Charlotte Fox, 61, Trailblazing Alpinist and Everest Survivor, Dies

Charlotte Fox, 61, Trailblazing Alpinist and Everest Survivor, Dies


Returning from dinner, weekend guests discovered her body at the bottom of a 77-step hardwood staircase connecting the four stories of her house on Tomboy Road, which undulates along a mountainside. Her front door is on the top floor.

“When someone dies of a long illness, it gives you time to process that; it’s even a blessing,” Connie Self, a movie producer and friend of Ms. Fox, told The Telluride Daily Planet. “It’s hard to find the blessing in this.

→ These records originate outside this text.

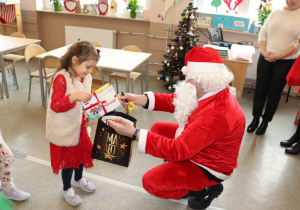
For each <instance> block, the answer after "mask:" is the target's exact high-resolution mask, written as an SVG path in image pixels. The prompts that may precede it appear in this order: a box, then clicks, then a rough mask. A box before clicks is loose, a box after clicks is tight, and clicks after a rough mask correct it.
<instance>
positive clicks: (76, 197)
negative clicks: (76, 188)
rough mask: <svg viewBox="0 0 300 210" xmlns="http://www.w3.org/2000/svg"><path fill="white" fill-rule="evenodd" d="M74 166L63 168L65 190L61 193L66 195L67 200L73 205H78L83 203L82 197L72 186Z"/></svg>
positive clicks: (61, 170) (72, 205)
mask: <svg viewBox="0 0 300 210" xmlns="http://www.w3.org/2000/svg"><path fill="white" fill-rule="evenodd" d="M73 170H74V169H73V168H67V169H63V170H61V177H62V180H63V185H64V187H63V190H62V191H61V194H62V195H63V196H64V198H65V199H66V201H67V202H68V203H69V204H70V205H71V206H78V205H79V204H81V203H82V200H81V198H80V197H79V196H78V195H77V194H76V193H75V191H74V189H73V188H72V187H71V179H72V174H73Z"/></svg>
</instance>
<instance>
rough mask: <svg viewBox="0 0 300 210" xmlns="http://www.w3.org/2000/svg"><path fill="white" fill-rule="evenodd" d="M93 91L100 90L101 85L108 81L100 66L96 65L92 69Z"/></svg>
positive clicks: (105, 83) (107, 82) (102, 85)
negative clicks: (98, 89) (101, 70)
mask: <svg viewBox="0 0 300 210" xmlns="http://www.w3.org/2000/svg"><path fill="white" fill-rule="evenodd" d="M92 77H93V81H92V91H95V90H98V89H99V88H100V87H102V86H103V85H105V84H106V83H108V81H105V80H104V74H103V72H102V71H101V69H100V68H99V67H97V66H96V67H94V68H93V70H92Z"/></svg>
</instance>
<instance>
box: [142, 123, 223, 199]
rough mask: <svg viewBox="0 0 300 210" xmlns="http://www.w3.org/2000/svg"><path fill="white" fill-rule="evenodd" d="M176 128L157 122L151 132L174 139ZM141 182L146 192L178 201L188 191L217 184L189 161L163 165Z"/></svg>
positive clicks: (157, 195)
mask: <svg viewBox="0 0 300 210" xmlns="http://www.w3.org/2000/svg"><path fill="white" fill-rule="evenodd" d="M177 128H178V125H177V124H174V123H169V122H162V121H158V122H156V123H154V124H153V125H152V127H151V131H152V132H155V133H158V134H160V135H164V136H166V137H168V138H174V137H175V132H176V130H177ZM142 181H143V187H144V189H145V190H146V191H147V192H149V193H150V194H152V195H155V196H157V197H160V198H167V199H171V198H172V199H180V198H181V197H182V196H184V195H186V194H187V193H188V191H189V190H192V191H200V190H202V189H204V188H205V187H209V186H213V185H216V184H219V183H218V182H215V181H212V180H209V178H208V176H206V175H205V174H204V172H203V171H202V170H201V169H200V168H199V166H197V165H196V164H195V163H193V162H191V161H190V160H186V161H182V162H167V163H163V164H161V165H159V166H157V167H155V168H153V169H151V170H149V171H148V172H147V173H145V174H144V176H143V180H142Z"/></svg>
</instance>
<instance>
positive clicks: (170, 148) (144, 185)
mask: <svg viewBox="0 0 300 210" xmlns="http://www.w3.org/2000/svg"><path fill="white" fill-rule="evenodd" d="M182 71H183V73H184V74H185V75H186V79H185V81H183V82H179V83H178V84H177V85H176V91H175V93H174V94H156V93H153V92H146V93H145V95H133V94H129V93H127V94H125V95H124V96H121V95H120V96H119V97H120V99H122V100H123V101H122V105H123V106H124V107H126V106H127V103H126V102H125V100H126V99H127V100H128V101H131V102H132V103H134V104H135V105H140V106H143V107H144V108H146V109H148V110H149V111H152V110H155V111H165V112H170V113H174V115H175V119H176V121H177V123H170V122H162V121H159V122H155V123H154V124H153V125H152V127H151V131H148V130H146V129H141V130H138V129H135V128H134V127H133V126H132V125H130V124H129V123H127V122H125V121H124V120H121V119H120V120H119V119H118V120H116V122H113V121H110V122H109V123H110V124H111V126H112V127H113V128H114V129H115V130H116V132H118V133H119V134H121V135H125V136H128V137H132V138H133V139H137V140H138V141H139V143H138V149H139V151H140V152H141V153H146V154H150V155H152V156H155V157H158V158H162V159H165V160H167V162H166V163H164V164H162V165H159V166H157V167H155V168H153V169H151V170H149V171H148V172H147V173H146V174H145V175H144V176H143V186H144V188H145V190H147V191H148V192H149V193H151V194H153V195H155V196H158V197H161V198H167V199H170V198H172V199H180V198H183V197H190V198H189V201H188V205H189V207H190V208H193V209H205V208H207V207H208V206H209V205H210V203H211V202H212V200H213V199H214V198H216V197H218V196H219V195H220V194H221V193H222V191H223V185H222V184H221V182H223V181H224V180H226V179H228V178H229V177H230V175H231V174H232V172H233V169H234V168H235V167H237V158H238V154H239V149H240V145H241V142H242V138H243V134H244V130H245V116H244V113H243V111H242V109H241V107H240V105H239V103H238V102H237V100H236V99H235V97H234V96H233V95H232V94H231V93H230V91H229V89H228V87H227V86H228V83H229V82H230V81H231V80H232V79H233V75H232V73H230V72H228V71H227V69H226V67H225V65H224V64H223V62H222V60H221V58H220V55H219V53H218V52H217V51H216V50H215V49H212V48H201V47H195V48H193V49H192V50H191V51H190V52H189V53H188V54H187V55H186V56H185V67H184V68H183V69H182Z"/></svg>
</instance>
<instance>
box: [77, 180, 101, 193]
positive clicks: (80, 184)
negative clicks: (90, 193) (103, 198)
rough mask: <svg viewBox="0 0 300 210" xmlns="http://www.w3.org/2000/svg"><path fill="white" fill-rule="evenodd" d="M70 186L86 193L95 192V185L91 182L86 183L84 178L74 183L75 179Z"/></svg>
mask: <svg viewBox="0 0 300 210" xmlns="http://www.w3.org/2000/svg"><path fill="white" fill-rule="evenodd" d="M72 185H73V186H75V187H79V188H81V189H83V190H84V191H86V192H94V191H95V190H96V187H95V185H94V184H93V183H91V182H88V181H87V180H86V179H85V178H81V179H80V180H79V181H77V182H76V181H75V179H73V181H72Z"/></svg>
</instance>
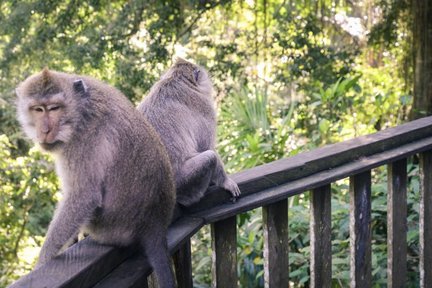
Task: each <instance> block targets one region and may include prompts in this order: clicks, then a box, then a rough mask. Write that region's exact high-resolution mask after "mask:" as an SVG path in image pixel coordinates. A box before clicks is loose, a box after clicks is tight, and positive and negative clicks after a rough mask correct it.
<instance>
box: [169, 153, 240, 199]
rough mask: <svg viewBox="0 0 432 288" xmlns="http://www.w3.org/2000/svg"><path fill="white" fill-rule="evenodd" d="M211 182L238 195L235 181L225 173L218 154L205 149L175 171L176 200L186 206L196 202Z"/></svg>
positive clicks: (237, 196)
mask: <svg viewBox="0 0 432 288" xmlns="http://www.w3.org/2000/svg"><path fill="white" fill-rule="evenodd" d="M211 182H213V183H214V184H216V185H217V186H220V187H222V188H224V189H225V190H228V191H229V192H230V193H231V195H232V196H233V197H234V198H236V197H238V196H240V189H239V188H238V186H237V183H235V182H234V181H233V180H232V179H230V178H229V177H228V175H227V174H226V173H225V170H224V167H223V163H222V161H221V159H220V157H219V155H218V154H217V153H216V152H215V151H213V150H207V151H204V152H202V153H200V154H198V155H195V156H194V157H192V158H189V159H188V160H187V161H186V162H185V163H183V165H182V167H181V169H180V170H179V171H178V172H177V175H176V185H177V190H178V193H177V201H178V202H179V203H180V204H181V205H183V206H186V207H188V206H190V205H192V204H193V203H196V202H198V201H199V200H201V198H202V197H203V196H204V193H205V192H206V190H207V188H208V187H209V185H210V183H211Z"/></svg>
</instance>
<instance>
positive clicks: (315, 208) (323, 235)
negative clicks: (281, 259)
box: [310, 184, 332, 288]
mask: <svg viewBox="0 0 432 288" xmlns="http://www.w3.org/2000/svg"><path fill="white" fill-rule="evenodd" d="M310 237H311V238H310V239H311V240H310V243H311V282H310V286H311V287H315V288H321V287H322V288H327V287H331V279H332V254H331V186H330V184H327V185H324V186H321V187H318V188H316V189H314V190H312V192H311V222H310Z"/></svg>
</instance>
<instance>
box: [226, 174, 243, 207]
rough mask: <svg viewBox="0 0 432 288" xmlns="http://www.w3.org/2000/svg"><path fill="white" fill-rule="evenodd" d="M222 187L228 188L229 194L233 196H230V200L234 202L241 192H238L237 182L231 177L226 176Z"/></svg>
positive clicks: (233, 202) (227, 189)
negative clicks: (233, 180) (232, 178)
mask: <svg viewBox="0 0 432 288" xmlns="http://www.w3.org/2000/svg"><path fill="white" fill-rule="evenodd" d="M222 187H223V188H224V189H225V190H228V191H229V192H230V193H231V195H232V196H233V197H232V198H231V202H233V203H234V202H235V201H236V200H237V198H238V197H239V196H240V194H241V192H240V188H238V185H237V183H235V182H234V181H233V180H232V179H230V178H227V179H226V180H225V182H224V183H223V184H222Z"/></svg>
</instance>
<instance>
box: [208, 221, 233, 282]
mask: <svg viewBox="0 0 432 288" xmlns="http://www.w3.org/2000/svg"><path fill="white" fill-rule="evenodd" d="M211 233H212V249H213V261H212V287H219V288H225V287H226V288H231V287H232V288H235V287H237V226H236V216H233V217H230V218H227V219H224V220H221V221H218V222H216V223H213V224H211Z"/></svg>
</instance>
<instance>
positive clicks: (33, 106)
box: [31, 106, 45, 113]
mask: <svg viewBox="0 0 432 288" xmlns="http://www.w3.org/2000/svg"><path fill="white" fill-rule="evenodd" d="M31 109H32V110H33V111H36V112H39V113H41V112H44V111H45V109H44V108H43V107H42V106H33V107H31Z"/></svg>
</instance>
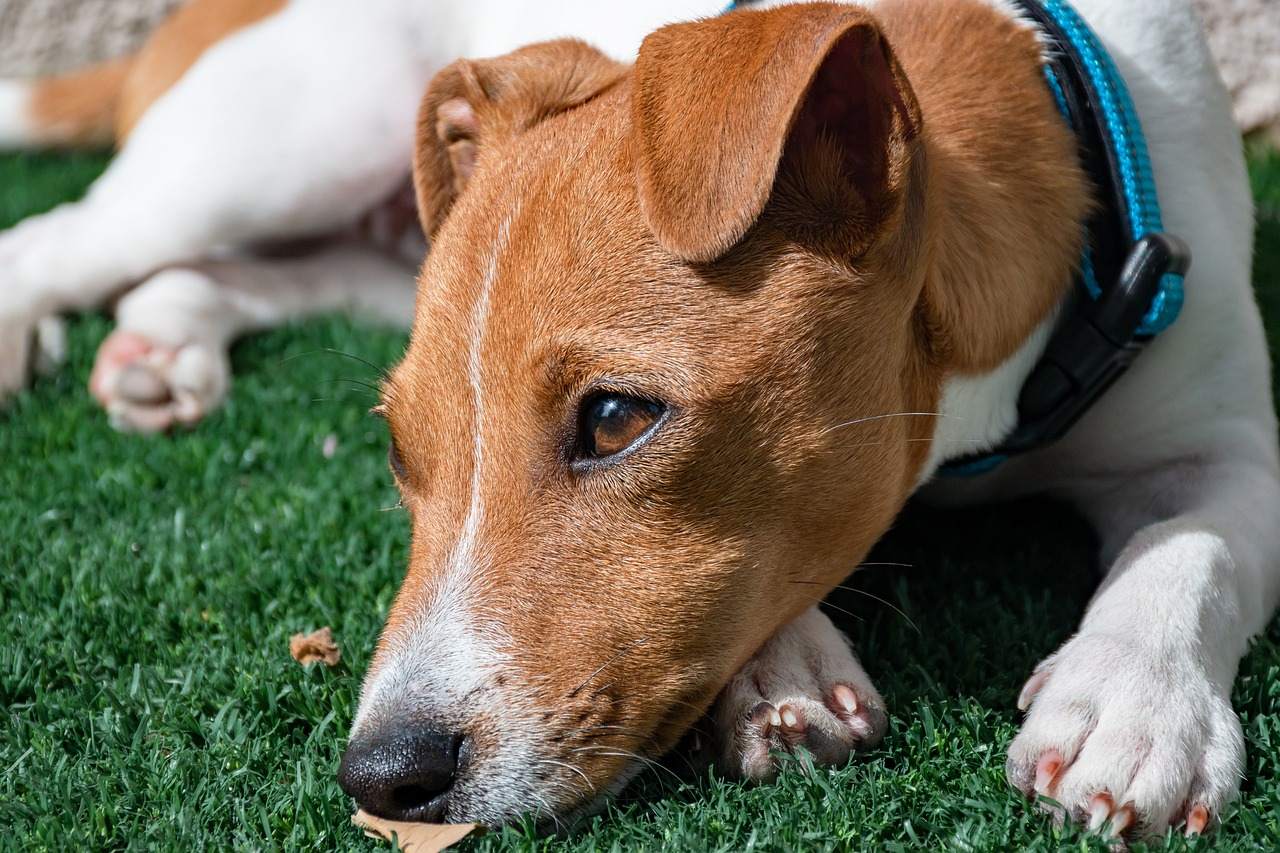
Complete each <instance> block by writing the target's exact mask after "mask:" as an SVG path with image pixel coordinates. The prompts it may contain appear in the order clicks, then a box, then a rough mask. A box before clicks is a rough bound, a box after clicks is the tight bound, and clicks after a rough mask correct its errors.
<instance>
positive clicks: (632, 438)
mask: <svg viewBox="0 0 1280 853" xmlns="http://www.w3.org/2000/svg"><path fill="white" fill-rule="evenodd" d="M663 411H664V407H663V405H662V403H659V402H654V401H652V400H640V398H639V397H630V396H626V394H617V393H599V394H595V396H591V397H588V400H586V401H585V403H584V405H582V412H581V423H580V427H579V435H580V439H579V441H580V448H581V450H580V452H581V455H582V456H584V457H585V459H605V457H608V456H614V455H617V453H621V452H622V451H625V450H627V448H628V447H631V446H632V444H635V443H636V442H637V441H640V439H641V438H643V437H644V435H645V433H648V432H649V430H650V429H652V428H653V425H654V424H657V423H658V419H660V418H662V412H663Z"/></svg>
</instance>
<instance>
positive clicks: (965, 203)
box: [876, 0, 1092, 476]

It’s a huge reminder of how vulnerable we are, how risk is everywhere.”

Kim Reynolds, a personal coach, also grappled philosophically with the nature of her friend’s death.

“I recommend not remembering how she died (which everyone is fixated on),” Ms. Reynolds said in an email, “and, rather, remember how she lived.”

Charlotte Conant Fox was born on May 10, 1957, in Greensboro, N.C., the only child of Ann Robinson Black and Jared Fox, whose father founded Blue Bell, the manufacturer of Wrangler jeans. Her parents divorced when she was young.

An expert water skier and equestrian as a child, Ms. Fox graduated from Hollins College, now Hollins University, Roanoke, Va., with a degree in American studies. She planned on then spending a year in the Rockies mulling what to do next.

“She never came back,” her mother told The News & Record of Greensboro, N.C., in 1996. “That’s where the mountain climbing began.”